We were able to develop a procedure that is now used throughout the world. It normally used to take two hours to isolate these mitochondria. This allows us to do this in 20 minutes. [With the new device] everything’s sterilized, and then we get a small piece of tissue, and then I do my procedure within 20 minutes, and we can hand them back purified mitochondria we’ve already checked, and it goes back in rapidly. So this device that Ken Griffin was able to give us allows us to be right beside the patient.
Growth Around the World
Since those early years, the potential therapeutic use of mitochondrial transplantation—and the vital piece of equipment that made it possible—has been extended through research around the globe, expanding its impact to countless human systems, including not only the heart but the brain, kidney, lung, muscle, and eyes. “It’s really revolutionary; 10 years [ago] there was nothing about it, and it’s now all over the world,” observes Jennifer Hagen, Associate Vice President at Boston Children’s Hospital Trust.

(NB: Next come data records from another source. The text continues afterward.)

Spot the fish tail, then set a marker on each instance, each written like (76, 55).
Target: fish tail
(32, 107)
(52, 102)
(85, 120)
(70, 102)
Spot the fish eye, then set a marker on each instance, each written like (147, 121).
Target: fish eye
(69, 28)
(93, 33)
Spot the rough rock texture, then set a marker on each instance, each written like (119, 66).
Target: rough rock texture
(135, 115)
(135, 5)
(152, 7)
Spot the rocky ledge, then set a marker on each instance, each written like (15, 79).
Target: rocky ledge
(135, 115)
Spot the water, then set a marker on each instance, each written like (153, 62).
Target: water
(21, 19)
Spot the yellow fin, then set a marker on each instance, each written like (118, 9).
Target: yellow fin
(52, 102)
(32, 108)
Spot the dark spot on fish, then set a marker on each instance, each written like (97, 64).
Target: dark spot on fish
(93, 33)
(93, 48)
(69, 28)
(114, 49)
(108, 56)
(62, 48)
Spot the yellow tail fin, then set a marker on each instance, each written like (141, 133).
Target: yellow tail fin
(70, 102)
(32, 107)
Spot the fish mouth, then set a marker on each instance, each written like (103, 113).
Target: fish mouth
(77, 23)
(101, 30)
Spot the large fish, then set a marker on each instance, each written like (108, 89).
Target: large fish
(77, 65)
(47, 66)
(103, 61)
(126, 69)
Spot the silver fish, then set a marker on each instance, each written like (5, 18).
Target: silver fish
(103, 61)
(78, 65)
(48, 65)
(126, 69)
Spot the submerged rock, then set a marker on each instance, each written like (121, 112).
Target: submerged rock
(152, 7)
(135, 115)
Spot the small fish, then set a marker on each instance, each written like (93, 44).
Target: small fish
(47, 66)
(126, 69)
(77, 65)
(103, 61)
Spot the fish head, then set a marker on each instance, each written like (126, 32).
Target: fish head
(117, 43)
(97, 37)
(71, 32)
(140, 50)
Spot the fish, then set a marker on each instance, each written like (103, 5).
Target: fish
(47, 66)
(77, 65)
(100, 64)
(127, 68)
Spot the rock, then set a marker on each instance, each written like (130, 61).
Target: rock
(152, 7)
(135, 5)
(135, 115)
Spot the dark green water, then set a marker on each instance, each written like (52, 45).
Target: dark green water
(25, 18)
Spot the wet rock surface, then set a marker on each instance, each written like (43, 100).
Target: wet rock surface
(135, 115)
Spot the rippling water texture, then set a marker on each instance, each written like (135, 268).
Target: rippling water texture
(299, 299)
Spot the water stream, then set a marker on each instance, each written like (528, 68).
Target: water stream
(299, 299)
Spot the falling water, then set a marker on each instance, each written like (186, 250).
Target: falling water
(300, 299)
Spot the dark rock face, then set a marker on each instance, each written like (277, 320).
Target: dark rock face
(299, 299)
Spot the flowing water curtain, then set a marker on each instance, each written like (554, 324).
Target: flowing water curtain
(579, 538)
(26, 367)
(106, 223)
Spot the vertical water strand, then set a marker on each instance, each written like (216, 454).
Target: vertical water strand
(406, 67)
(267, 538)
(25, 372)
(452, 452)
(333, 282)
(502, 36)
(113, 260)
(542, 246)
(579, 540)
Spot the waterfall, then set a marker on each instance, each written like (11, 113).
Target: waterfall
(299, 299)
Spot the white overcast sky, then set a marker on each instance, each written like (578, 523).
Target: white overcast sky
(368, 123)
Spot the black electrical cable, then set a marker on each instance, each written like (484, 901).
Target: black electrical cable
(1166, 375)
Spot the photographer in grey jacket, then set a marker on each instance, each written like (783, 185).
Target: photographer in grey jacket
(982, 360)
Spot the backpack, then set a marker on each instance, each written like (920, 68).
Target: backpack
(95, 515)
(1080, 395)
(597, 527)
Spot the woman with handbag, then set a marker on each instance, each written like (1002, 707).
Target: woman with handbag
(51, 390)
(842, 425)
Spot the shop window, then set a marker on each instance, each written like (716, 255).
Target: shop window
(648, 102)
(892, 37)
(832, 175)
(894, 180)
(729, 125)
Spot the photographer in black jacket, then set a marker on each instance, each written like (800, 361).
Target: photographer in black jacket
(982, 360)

“It’s just exploding even in fields that we never even imagined. For example, cancer. We never even imagined that there would be a role for this. It wasn’t even on the radar screen. But there is evidence that it’ll work there. And it’s not just children, it’s adults. It’s everybody. So yeah, it’s been really quite amazing to watch.”
Thanks to this innovative technique—and the early funding from Griffin Catalyst that allowed it to become a reality—Avery Gagnon is today an active 9-year-old girl. “She’s done well,” McCully observes proudly. “She even went through her ‘terrible twos,’ according to her mother, Jessica. We still get Christmas cards from them.”
Today, Avery’s mother, Jessica, reports her daughter enjoys drawing, dress-up, and ballet and jazz dance classes.
“After she had the procedure eight years ago, when we almost lost her, I said, 'you know what? If we get through this, I want to know that if I ever lose her, I want to know that she lived.' And now, if she’s gone tomorrow, I want to be able to say, 'look at everything she did in these eight years we had her.' I want her to spread her wings and—within reason and obviously within safety—I want to know that she lived and she got to adventure and got to do all these things [with her life].”